The motion relied on reports by University of Florida professor Sharon Austin and Harvard University professor Kosuke Imai. Imai analyzed 10,000 simulations that used the city’s professed criteria as evidence of the racial gerrymandering, showing that the seven contested districts had far more or far fewer Black residents than expected.
This, he said, “shows that race played a significant role beyond the purpose of adhering to the traditional and other redistricting criteria. … The enacted plan dilutes the voting power of Black voters who live in the southwestern parts of Jacksonville and splits the community of Black voters located in the middle of the city.”

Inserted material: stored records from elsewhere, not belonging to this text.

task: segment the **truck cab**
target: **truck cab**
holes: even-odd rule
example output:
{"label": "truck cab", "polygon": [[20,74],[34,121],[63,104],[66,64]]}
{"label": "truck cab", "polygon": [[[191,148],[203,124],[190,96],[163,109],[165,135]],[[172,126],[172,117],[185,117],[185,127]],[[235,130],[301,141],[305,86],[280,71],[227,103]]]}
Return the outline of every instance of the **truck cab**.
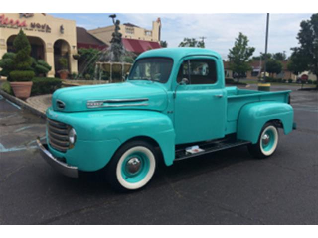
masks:
{"label": "truck cab", "polygon": [[226,87],[216,52],[193,48],[148,51],[125,82],[57,90],[47,117],[44,158],[63,174],[103,170],[115,188],[135,190],[160,160],[177,161],[247,145],[267,158],[278,128],[295,128],[290,91]]}

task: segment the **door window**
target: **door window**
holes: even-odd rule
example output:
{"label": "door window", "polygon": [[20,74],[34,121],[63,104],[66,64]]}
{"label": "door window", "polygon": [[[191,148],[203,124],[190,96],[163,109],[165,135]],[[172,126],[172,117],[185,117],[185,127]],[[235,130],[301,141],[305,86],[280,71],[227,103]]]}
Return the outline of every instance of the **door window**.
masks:
{"label": "door window", "polygon": [[215,61],[213,60],[191,60],[183,61],[178,73],[177,81],[187,78],[189,84],[211,84],[217,81]]}

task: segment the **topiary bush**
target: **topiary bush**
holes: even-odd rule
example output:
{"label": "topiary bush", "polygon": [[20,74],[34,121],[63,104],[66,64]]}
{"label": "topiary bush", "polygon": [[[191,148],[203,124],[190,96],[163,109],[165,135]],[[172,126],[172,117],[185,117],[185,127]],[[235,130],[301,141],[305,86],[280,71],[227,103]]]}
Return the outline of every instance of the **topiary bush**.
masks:
{"label": "topiary bush", "polygon": [[14,70],[10,73],[11,82],[25,82],[31,81],[35,76],[32,70]]}
{"label": "topiary bush", "polygon": [[37,77],[32,81],[33,82],[31,91],[32,96],[52,94],[62,86],[62,80],[57,78]]}
{"label": "topiary bush", "polygon": [[13,52],[7,52],[0,60],[0,66],[2,68],[1,75],[9,77],[10,72],[14,69],[14,57],[15,54]]}
{"label": "topiary bush", "polygon": [[10,81],[31,81],[34,72],[30,70],[33,61],[30,54],[31,45],[22,29],[13,41],[13,47],[16,53],[13,59],[14,69],[9,73]]}
{"label": "topiary bush", "polygon": [[10,83],[8,81],[4,81],[1,84],[1,89],[9,94],[13,95],[13,91],[12,90]]}

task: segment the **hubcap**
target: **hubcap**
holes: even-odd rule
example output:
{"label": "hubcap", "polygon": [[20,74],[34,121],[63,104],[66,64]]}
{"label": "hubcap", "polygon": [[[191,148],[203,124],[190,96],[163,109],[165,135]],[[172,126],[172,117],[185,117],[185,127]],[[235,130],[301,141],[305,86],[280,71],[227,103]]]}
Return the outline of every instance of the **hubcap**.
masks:
{"label": "hubcap", "polygon": [[130,174],[135,174],[140,169],[141,161],[137,157],[130,158],[126,164],[126,169]]}
{"label": "hubcap", "polygon": [[270,137],[268,134],[264,134],[263,137],[262,137],[262,142],[264,144],[264,145],[267,145],[269,142],[269,140],[270,139]]}

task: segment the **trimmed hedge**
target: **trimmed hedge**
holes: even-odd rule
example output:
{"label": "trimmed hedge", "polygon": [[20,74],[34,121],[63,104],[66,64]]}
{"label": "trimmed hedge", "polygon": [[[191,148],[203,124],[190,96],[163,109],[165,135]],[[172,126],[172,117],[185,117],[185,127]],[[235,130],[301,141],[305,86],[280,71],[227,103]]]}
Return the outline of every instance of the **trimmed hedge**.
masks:
{"label": "trimmed hedge", "polygon": [[31,91],[31,96],[53,93],[62,86],[62,80],[60,78],[35,77],[32,81],[33,85]]}
{"label": "trimmed hedge", "polygon": [[14,95],[13,91],[12,90],[10,83],[7,81],[3,82],[2,84],[1,84],[1,89],[3,90],[6,93],[8,93],[11,95]]}
{"label": "trimmed hedge", "polygon": [[[32,86],[31,96],[52,94],[62,86],[62,80],[60,78],[35,77],[33,78],[32,81],[33,84]],[[2,83],[1,89],[9,94],[14,95],[10,83],[8,81]]]}
{"label": "trimmed hedge", "polygon": [[35,73],[32,70],[14,70],[10,73],[11,82],[25,82],[32,80]]}

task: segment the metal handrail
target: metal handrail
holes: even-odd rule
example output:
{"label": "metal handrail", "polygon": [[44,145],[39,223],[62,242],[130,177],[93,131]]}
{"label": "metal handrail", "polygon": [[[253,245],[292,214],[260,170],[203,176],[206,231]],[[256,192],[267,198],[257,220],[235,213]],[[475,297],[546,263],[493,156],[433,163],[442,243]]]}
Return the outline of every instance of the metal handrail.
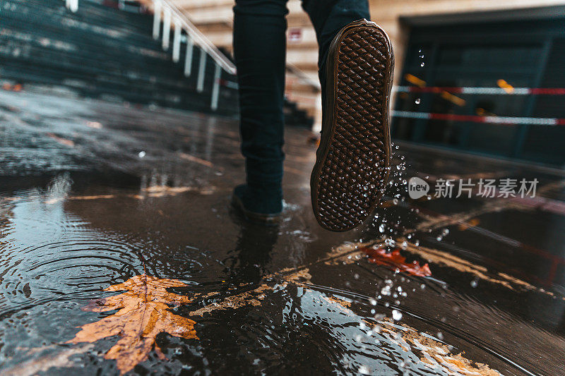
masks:
{"label": "metal handrail", "polygon": [[[78,0],[64,0],[66,7],[73,13],[78,10]],[[196,91],[204,90],[204,76],[206,69],[206,58],[210,56],[215,63],[214,78],[212,86],[210,108],[213,111],[218,109],[220,97],[220,86],[222,69],[229,74],[236,74],[235,65],[225,55],[206,38],[202,32],[183,14],[177,6],[169,0],[138,0],[141,3],[152,3],[153,10],[153,38],[159,39],[162,36],[162,48],[169,49],[171,28],[174,26],[172,46],[172,60],[175,63],[180,59],[181,33],[184,30],[187,35],[186,52],[184,59],[184,75],[191,75],[192,71],[192,59],[194,47],[196,44],[200,48],[200,59],[198,61],[198,77],[196,78]],[[161,35],[161,16],[162,13],[162,34]]]}
{"label": "metal handrail", "polygon": [[[160,6],[157,6],[157,3],[165,6],[162,10],[160,9]],[[165,11],[168,8],[172,13],[173,19],[180,21],[181,27],[186,32],[186,34],[190,35],[193,42],[201,49],[206,51],[224,71],[232,75],[236,73],[235,65],[202,34],[174,4],[172,4],[169,0],[153,0],[153,11],[155,13],[157,12],[156,8],[159,8],[159,11]],[[172,21],[172,23],[174,24],[174,20]]]}

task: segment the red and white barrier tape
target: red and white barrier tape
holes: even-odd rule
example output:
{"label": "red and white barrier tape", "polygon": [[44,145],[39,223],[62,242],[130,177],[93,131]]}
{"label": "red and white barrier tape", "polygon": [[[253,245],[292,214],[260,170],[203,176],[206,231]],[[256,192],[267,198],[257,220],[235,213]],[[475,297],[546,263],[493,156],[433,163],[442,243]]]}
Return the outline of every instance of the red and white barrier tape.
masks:
{"label": "red and white barrier tape", "polygon": [[564,87],[474,87],[471,86],[451,87],[441,86],[395,86],[393,90],[398,92],[443,92],[452,94],[483,94],[504,95],[565,95]]}
{"label": "red and white barrier tape", "polygon": [[454,114],[430,114],[412,111],[393,111],[391,115],[397,118],[425,119],[434,120],[452,120],[453,121],[471,121],[491,124],[519,124],[530,126],[565,126],[565,119],[558,118],[517,118],[509,116],[480,116],[478,115],[456,115]]}

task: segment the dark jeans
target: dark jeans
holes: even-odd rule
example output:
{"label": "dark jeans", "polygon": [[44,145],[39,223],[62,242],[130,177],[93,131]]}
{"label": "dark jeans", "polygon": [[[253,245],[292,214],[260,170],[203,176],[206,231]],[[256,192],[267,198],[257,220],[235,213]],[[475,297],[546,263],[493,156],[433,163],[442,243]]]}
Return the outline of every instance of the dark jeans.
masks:
{"label": "dark jeans", "polygon": [[[239,82],[242,152],[247,183],[280,186],[284,143],[287,0],[236,0],[234,55]],[[367,0],[303,0],[316,30],[321,73],[334,36],[346,25],[369,19]],[[322,92],[325,78],[320,74]]]}

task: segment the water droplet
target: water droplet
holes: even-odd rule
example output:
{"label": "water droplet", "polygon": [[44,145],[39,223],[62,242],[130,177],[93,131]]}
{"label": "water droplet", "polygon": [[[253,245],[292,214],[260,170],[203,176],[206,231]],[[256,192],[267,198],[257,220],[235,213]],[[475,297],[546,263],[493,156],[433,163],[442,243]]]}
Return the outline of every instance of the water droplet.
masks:
{"label": "water droplet", "polygon": [[398,321],[402,318],[402,313],[398,310],[393,310],[393,319],[395,321]]}

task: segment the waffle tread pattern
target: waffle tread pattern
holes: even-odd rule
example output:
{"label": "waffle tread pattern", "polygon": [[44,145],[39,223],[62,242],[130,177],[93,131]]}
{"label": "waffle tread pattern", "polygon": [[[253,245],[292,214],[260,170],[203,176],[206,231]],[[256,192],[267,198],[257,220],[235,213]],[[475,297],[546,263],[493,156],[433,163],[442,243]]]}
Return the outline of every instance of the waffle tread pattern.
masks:
{"label": "waffle tread pattern", "polygon": [[320,171],[317,207],[324,227],[345,231],[371,214],[386,185],[392,51],[376,27],[346,31],[337,48],[335,128]]}

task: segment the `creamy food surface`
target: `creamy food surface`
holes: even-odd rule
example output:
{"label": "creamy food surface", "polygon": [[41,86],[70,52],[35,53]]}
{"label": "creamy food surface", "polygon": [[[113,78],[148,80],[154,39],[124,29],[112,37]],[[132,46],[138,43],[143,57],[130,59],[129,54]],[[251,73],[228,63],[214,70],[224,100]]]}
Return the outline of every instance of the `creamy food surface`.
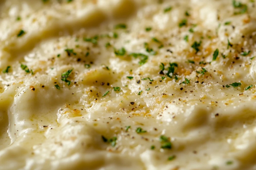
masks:
{"label": "creamy food surface", "polygon": [[0,169],[256,169],[255,5],[0,1]]}

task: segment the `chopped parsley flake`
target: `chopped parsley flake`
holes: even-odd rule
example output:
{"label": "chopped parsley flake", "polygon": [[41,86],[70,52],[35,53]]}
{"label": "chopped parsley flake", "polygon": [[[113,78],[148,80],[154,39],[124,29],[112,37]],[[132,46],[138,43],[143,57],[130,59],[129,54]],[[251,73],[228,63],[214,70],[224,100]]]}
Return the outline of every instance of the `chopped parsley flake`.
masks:
{"label": "chopped parsley flake", "polygon": [[189,29],[188,30],[188,31],[191,33],[193,33],[194,32],[194,29],[193,29],[193,28],[191,28]]}
{"label": "chopped parsley flake", "polygon": [[227,57],[227,56],[225,56],[223,54],[221,54],[221,56],[224,59],[226,58]]}
{"label": "chopped parsley flake", "polygon": [[250,85],[250,86],[248,86],[248,87],[247,87],[245,88],[245,90],[247,90],[248,89],[252,87],[252,84]]}
{"label": "chopped parsley flake", "polygon": [[149,80],[149,81],[150,81],[151,82],[153,82],[153,81],[154,81],[154,80],[153,80],[153,79],[152,80],[149,77],[147,77],[146,78],[143,78],[143,79],[142,79],[141,80],[146,80],[147,79],[148,79]]}
{"label": "chopped parsley flake", "polygon": [[183,39],[187,42],[188,42],[188,35],[185,35],[184,36]]}
{"label": "chopped parsley flake", "polygon": [[29,70],[29,69],[28,68],[27,66],[26,65],[24,65],[22,64],[20,65],[20,67],[21,67],[21,68],[22,70],[25,70],[26,72],[27,73],[29,73],[30,72],[30,71]]}
{"label": "chopped parsley flake", "polygon": [[170,67],[168,68],[168,72],[166,74],[166,75],[167,76],[170,78],[172,78],[172,76],[170,74],[172,73],[172,75],[174,73],[174,70],[175,69],[175,67],[178,67],[178,64],[176,63],[169,63],[169,64],[170,65]]}
{"label": "chopped parsley flake", "polygon": [[195,64],[195,61],[191,60],[188,60],[188,62],[189,63],[192,63],[192,64]]}
{"label": "chopped parsley flake", "polygon": [[126,25],[125,24],[119,24],[115,25],[115,29],[126,29]]}
{"label": "chopped parsley flake", "polygon": [[217,57],[219,55],[219,49],[217,48],[215,50],[213,53],[213,56],[212,57],[212,61],[214,61],[216,60]]}
{"label": "chopped parsley flake", "polygon": [[201,74],[204,75],[205,74],[205,73],[207,72],[207,70],[205,69],[203,67],[201,67],[202,70],[201,71],[197,71],[196,72],[197,73],[199,73],[200,74]]}
{"label": "chopped parsley flake", "polygon": [[169,156],[168,157],[168,161],[172,161],[173,160],[176,158],[176,156],[175,155],[173,155]]}
{"label": "chopped parsley flake", "polygon": [[74,49],[69,49],[68,48],[65,50],[65,51],[67,53],[67,54],[69,56],[70,56],[71,54],[75,55],[77,55],[76,53],[74,52],[73,50]]}
{"label": "chopped parsley flake", "polygon": [[9,69],[11,68],[11,66],[7,66],[6,69],[5,70],[3,71],[3,73],[7,73],[8,72],[8,70]]}
{"label": "chopped parsley flake", "polygon": [[68,85],[69,86],[70,84],[71,83],[71,82],[68,80],[67,79],[70,73],[73,70],[73,69],[71,70],[69,70],[67,71],[63,72],[61,73],[61,80],[62,81],[64,81],[65,82],[67,83],[68,84]]}
{"label": "chopped parsley flake", "polygon": [[244,14],[247,11],[247,5],[246,4],[235,0],[233,0],[232,4],[234,8],[239,8],[239,10],[236,11],[234,13],[235,15]]}
{"label": "chopped parsley flake", "polygon": [[89,69],[91,67],[91,65],[89,64],[84,64],[84,67],[87,69]]}
{"label": "chopped parsley flake", "polygon": [[164,12],[165,13],[167,12],[169,12],[172,10],[172,7],[167,7],[165,8],[164,9]]}
{"label": "chopped parsley flake", "polygon": [[227,165],[231,165],[231,164],[233,164],[233,161],[227,161],[226,162],[226,164]]}
{"label": "chopped parsley flake", "polygon": [[229,42],[229,40],[228,39],[228,48],[230,46],[230,47],[232,47],[232,46],[233,46],[233,45],[230,43]]}
{"label": "chopped parsley flake", "polygon": [[147,131],[146,130],[143,130],[141,127],[139,127],[136,129],[136,132],[137,133],[145,133],[147,132]]}
{"label": "chopped parsley flake", "polygon": [[121,88],[119,87],[113,87],[113,88],[115,91],[120,91],[121,90]]}
{"label": "chopped parsley flake", "polygon": [[23,30],[20,30],[19,33],[17,34],[17,37],[21,37],[26,33]]}
{"label": "chopped parsley flake", "polygon": [[146,31],[151,31],[151,30],[152,29],[152,28],[151,27],[147,27],[145,29],[145,30],[146,30]]}
{"label": "chopped parsley flake", "polygon": [[98,43],[98,35],[95,35],[93,37],[91,38],[84,37],[83,38],[83,41],[87,42],[90,42],[96,45]]}
{"label": "chopped parsley flake", "polygon": [[138,62],[140,65],[143,65],[145,63],[148,58],[147,56],[141,53],[132,53],[130,54],[129,55],[132,56],[135,58],[137,58],[138,57],[141,57],[141,60]]}
{"label": "chopped parsley flake", "polygon": [[227,22],[225,22],[224,23],[224,25],[229,25],[231,23],[231,21],[227,21]]}
{"label": "chopped parsley flake", "polygon": [[60,89],[60,86],[58,84],[56,84],[54,85],[54,86],[55,86],[55,87],[56,87],[56,88],[57,89],[59,89],[59,90]]}
{"label": "chopped parsley flake", "polygon": [[126,53],[126,50],[123,47],[119,49],[116,49],[114,48],[114,51],[116,56],[123,56]]}
{"label": "chopped parsley flake", "polygon": [[126,77],[127,77],[127,78],[128,78],[128,79],[130,79],[130,80],[132,80],[132,79],[133,78],[133,77],[132,77],[132,76],[127,76]]}
{"label": "chopped parsley flake", "polygon": [[243,51],[240,53],[240,54],[243,56],[247,56],[247,55],[249,54],[250,52],[251,52],[250,51],[249,51],[248,52]]}
{"label": "chopped parsley flake", "polygon": [[116,140],[117,138],[115,136],[114,136],[108,139],[104,137],[103,135],[101,136],[101,139],[103,141],[105,142],[107,142],[110,143],[111,146],[114,147],[115,146],[116,144]]}
{"label": "chopped parsley flake", "polygon": [[188,84],[188,83],[190,83],[190,82],[189,82],[189,81],[190,80],[189,80],[187,78],[185,78],[185,81],[186,82],[186,83],[187,83],[187,84]]}
{"label": "chopped parsley flake", "polygon": [[105,94],[104,95],[103,95],[102,96],[102,97],[103,97],[104,96],[106,95],[107,94],[108,94],[108,93],[109,92],[109,91],[107,91],[105,93]]}
{"label": "chopped parsley flake", "polygon": [[181,27],[183,26],[187,25],[187,19],[183,19],[179,23],[179,27]]}
{"label": "chopped parsley flake", "polygon": [[161,135],[159,137],[159,140],[163,143],[161,146],[161,148],[169,149],[172,149],[172,143],[167,137],[164,135]]}
{"label": "chopped parsley flake", "polygon": [[161,64],[159,66],[159,68],[160,68],[160,69],[162,71],[163,71],[164,70],[164,65],[163,63],[162,62],[161,63]]}
{"label": "chopped parsley flake", "polygon": [[196,50],[196,54],[197,53],[197,52],[199,51],[199,47],[201,45],[202,42],[200,41],[199,43],[197,41],[195,41],[191,46],[191,47],[194,49]]}
{"label": "chopped parsley flake", "polygon": [[241,84],[242,84],[242,83],[237,83],[236,82],[235,82],[234,83],[233,83],[232,84],[230,84],[229,85],[231,85],[234,87],[237,87],[240,86],[241,85]]}
{"label": "chopped parsley flake", "polygon": [[127,132],[128,131],[128,129],[131,128],[130,126],[125,126],[125,131]]}

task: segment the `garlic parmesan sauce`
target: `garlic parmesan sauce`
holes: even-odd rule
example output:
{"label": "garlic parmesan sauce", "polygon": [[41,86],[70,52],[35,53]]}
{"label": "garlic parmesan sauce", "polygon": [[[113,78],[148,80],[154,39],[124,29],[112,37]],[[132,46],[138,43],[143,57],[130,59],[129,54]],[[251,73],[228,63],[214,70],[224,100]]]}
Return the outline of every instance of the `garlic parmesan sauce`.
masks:
{"label": "garlic parmesan sauce", "polygon": [[256,169],[255,5],[0,1],[0,169]]}

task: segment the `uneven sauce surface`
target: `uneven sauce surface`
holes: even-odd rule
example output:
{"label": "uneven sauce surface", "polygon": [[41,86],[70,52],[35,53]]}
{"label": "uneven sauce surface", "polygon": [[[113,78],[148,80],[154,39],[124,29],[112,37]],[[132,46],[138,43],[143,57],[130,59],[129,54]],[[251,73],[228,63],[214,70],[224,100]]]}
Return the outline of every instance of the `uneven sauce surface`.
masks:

INTERACTIVE: See Jacksonville’s gerrymandered City Council districts
Included in the filing were statements from each of the plaintiffs. One, BeJae Shelton, said that ACLU members living in Council District 1, which covers most of Arlington, “experience more responsive representation around issues that impact their community as a result” of the compact district “and find it easier to organize around those common issues.”
And former Florida State College at Jacksonville political science professor Marcella Washington said she worries “that my representatives believe they were elected to represent the interests of white voters only because so many Black voters were stripped out of the districts.”
The motion noted Councilwoman Brenda Priestly Jackson had initially acknowledged the Black-majority districts’ could reduce their share of the Black population. She also said that at least one of the districts was “kind of packed whether intentional or not”.
Later in the process, she backtracked, saying she had no idea anyone thought there was a problem with packing Black voters in the districts. When voting for the plan, she said, “my philosophy was to do no harm” by maintaining the districts’ large Black populations.
The injunction motion also says that if the council “was ignorant of its obligations, that ignorance was willful” because citizens spoke at every public hearing complaining of racial gerrymandering.
But the City Council pushed forward with the redistricting plan anyway.